Batista tornou-se cada vez mais entrelaçado com os círculos de poder desde que ajudou a transformar o açougue fundado por seu pai na década de 1950 no maior produtor de carne do mundo —com a ajuda crucial do banco de desenvolvimento do Brasil durante os governos anteriores de Lula. A empresa se tornou a maior doadora de campanhas políticas no Brasil em 2014, quando a sucessora de Lula, a presidente Dilma Rousseff, foi reeleita.
Anos depois, Batista admitiu ter subornado centenas de políticos —incluindo um ministro das Finanças— em troca de financiamento de bancos estatais e fundos de pensão.
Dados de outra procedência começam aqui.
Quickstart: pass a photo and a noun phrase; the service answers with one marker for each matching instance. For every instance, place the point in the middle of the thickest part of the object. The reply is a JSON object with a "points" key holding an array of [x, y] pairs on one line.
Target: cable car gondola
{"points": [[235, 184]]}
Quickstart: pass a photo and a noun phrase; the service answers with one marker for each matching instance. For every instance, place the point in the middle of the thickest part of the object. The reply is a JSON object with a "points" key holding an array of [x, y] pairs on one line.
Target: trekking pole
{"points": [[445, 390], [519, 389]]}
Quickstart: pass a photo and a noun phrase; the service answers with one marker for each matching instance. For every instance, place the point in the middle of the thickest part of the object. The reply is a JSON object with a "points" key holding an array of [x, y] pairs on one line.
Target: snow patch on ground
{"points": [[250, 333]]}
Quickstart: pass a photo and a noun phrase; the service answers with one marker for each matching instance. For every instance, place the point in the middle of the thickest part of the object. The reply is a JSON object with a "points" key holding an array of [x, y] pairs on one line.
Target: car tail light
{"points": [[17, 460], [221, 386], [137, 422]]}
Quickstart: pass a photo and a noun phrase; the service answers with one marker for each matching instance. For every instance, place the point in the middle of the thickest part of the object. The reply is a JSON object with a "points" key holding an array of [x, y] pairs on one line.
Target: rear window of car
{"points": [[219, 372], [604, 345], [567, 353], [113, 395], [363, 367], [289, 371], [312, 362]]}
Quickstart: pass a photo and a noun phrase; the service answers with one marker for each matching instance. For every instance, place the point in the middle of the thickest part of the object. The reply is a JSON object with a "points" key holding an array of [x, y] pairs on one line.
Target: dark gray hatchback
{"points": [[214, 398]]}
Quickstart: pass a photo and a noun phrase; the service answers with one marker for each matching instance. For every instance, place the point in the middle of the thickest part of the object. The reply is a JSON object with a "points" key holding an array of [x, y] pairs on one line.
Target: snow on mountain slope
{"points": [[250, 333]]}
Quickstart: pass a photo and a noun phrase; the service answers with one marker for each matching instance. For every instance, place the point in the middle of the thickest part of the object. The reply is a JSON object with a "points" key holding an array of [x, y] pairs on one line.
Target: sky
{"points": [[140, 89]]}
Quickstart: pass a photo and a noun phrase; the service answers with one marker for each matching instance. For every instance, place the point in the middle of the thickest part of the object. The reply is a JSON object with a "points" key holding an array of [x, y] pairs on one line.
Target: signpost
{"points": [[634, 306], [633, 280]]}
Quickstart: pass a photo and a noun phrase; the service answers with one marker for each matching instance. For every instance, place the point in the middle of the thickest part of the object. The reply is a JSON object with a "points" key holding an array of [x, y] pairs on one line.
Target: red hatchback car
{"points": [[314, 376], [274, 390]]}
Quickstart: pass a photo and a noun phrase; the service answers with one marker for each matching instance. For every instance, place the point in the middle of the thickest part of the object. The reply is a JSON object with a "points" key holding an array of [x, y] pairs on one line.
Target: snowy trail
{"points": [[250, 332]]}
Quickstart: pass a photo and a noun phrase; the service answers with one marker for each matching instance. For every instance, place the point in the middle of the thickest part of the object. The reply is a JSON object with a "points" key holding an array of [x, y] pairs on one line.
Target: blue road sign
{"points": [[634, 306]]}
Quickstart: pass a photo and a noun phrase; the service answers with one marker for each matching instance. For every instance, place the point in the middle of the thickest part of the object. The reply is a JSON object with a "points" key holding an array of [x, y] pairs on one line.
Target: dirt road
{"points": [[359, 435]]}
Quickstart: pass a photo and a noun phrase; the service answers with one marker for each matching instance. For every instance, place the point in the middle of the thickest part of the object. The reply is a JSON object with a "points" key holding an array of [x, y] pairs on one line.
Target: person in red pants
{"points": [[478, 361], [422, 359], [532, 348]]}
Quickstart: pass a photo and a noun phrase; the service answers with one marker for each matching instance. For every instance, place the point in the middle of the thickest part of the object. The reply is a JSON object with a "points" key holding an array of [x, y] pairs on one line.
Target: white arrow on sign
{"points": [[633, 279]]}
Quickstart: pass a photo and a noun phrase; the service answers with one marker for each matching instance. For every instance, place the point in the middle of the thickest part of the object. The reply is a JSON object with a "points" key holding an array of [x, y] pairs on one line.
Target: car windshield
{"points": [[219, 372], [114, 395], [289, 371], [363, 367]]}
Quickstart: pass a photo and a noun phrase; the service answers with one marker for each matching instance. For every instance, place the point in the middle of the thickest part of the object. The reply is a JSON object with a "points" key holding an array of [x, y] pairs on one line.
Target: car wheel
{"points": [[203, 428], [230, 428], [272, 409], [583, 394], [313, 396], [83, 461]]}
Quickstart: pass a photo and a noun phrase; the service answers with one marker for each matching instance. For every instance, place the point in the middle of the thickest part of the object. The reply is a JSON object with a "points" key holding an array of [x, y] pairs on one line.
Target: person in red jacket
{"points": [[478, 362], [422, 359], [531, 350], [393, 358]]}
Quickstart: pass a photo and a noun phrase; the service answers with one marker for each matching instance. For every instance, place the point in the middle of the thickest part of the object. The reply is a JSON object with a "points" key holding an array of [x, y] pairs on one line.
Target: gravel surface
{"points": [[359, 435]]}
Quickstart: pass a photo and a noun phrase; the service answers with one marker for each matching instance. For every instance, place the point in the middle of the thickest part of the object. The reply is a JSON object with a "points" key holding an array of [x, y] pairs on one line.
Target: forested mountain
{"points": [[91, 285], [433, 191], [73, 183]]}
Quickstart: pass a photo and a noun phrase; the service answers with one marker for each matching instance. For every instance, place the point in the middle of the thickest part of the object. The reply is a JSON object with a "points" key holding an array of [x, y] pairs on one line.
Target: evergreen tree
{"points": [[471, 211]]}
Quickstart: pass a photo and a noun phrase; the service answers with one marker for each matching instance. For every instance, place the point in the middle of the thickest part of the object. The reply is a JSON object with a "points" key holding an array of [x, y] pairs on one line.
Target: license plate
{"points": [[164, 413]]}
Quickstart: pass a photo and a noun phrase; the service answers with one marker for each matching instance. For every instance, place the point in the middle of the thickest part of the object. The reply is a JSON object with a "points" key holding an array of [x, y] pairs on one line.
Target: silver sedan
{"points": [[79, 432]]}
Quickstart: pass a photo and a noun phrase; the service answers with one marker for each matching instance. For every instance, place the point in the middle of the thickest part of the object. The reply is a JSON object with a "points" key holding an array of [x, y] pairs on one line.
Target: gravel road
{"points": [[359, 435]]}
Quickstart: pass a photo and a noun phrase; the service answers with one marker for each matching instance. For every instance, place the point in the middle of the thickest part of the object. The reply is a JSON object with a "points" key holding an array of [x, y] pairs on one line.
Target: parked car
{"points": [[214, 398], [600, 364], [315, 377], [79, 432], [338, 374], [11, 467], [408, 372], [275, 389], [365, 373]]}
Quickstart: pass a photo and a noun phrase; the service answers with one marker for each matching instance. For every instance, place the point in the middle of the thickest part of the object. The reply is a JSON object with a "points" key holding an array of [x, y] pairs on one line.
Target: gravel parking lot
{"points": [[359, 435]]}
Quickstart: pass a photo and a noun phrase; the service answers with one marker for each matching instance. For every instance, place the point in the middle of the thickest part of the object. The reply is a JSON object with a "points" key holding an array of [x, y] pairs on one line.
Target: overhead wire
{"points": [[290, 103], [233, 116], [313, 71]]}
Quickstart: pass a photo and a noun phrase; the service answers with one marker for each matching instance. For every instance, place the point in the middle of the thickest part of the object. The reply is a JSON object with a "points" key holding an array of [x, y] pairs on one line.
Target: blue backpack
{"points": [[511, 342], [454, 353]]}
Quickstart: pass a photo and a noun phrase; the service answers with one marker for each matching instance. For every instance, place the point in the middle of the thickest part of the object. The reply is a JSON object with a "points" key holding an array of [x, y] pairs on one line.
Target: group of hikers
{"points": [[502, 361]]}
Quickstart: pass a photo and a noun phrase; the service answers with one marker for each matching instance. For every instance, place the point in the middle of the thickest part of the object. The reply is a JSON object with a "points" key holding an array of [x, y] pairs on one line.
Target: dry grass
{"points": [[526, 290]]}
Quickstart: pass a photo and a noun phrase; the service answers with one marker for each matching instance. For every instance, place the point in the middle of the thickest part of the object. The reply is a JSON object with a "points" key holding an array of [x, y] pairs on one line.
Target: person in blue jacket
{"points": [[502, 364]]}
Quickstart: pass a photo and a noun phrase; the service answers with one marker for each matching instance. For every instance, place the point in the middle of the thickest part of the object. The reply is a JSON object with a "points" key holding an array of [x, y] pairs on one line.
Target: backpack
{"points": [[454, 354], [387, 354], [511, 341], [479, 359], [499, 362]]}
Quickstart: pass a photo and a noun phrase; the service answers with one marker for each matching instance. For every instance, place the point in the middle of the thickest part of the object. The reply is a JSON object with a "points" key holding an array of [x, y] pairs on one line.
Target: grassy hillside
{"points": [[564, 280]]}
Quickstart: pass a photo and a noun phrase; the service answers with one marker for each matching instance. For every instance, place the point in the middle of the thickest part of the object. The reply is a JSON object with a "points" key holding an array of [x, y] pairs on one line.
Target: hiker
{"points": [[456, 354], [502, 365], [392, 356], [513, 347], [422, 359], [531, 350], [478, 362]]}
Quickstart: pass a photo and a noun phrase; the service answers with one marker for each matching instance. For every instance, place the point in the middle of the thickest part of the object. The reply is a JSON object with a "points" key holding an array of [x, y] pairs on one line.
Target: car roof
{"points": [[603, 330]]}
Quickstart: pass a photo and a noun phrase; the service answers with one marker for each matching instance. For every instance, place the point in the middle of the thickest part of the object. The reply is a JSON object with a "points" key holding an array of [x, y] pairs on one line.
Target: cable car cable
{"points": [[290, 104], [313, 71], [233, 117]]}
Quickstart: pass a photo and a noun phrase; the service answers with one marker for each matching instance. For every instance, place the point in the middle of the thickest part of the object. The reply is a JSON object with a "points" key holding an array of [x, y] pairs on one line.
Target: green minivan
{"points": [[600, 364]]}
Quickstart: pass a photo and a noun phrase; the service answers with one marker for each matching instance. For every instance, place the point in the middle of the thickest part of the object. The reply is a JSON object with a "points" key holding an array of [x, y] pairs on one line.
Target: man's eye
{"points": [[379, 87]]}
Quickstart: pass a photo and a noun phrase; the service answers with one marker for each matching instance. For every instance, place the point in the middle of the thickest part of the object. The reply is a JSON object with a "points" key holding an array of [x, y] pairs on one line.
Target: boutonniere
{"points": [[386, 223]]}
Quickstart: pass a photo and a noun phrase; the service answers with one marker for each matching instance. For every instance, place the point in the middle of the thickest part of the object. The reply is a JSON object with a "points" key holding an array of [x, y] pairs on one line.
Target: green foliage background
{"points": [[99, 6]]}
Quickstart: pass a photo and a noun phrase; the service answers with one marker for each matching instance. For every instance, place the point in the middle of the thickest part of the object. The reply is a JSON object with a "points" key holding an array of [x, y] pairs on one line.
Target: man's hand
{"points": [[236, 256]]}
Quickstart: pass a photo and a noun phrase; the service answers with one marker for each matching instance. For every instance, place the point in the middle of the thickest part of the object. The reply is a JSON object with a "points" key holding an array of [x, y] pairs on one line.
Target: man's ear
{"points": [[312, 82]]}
Em 2017, ele gravou uma reunião não oficial com o presidente Michel Temer como parte de um acordo judicial com as autoridades brasileiras em troca de imunidade. O escândalo abalou o país e provocou uma das maiores quedas do mercado de ações na história moderna do Brasil —um dia que ficou conhecido como “Dia de Joesley”.
O governo Trump continuou sua abordagem agressiva em relação à Venezuela. O americano designou o Cartel de los Soles, uma organização de narcotráfico supostamente liderada por Maduro e funcionários venezuelanos de alto escalão, como uma organização terrorista estrangeira no dia seguinte à visita de Batista a Caracas, aumentando a pressão.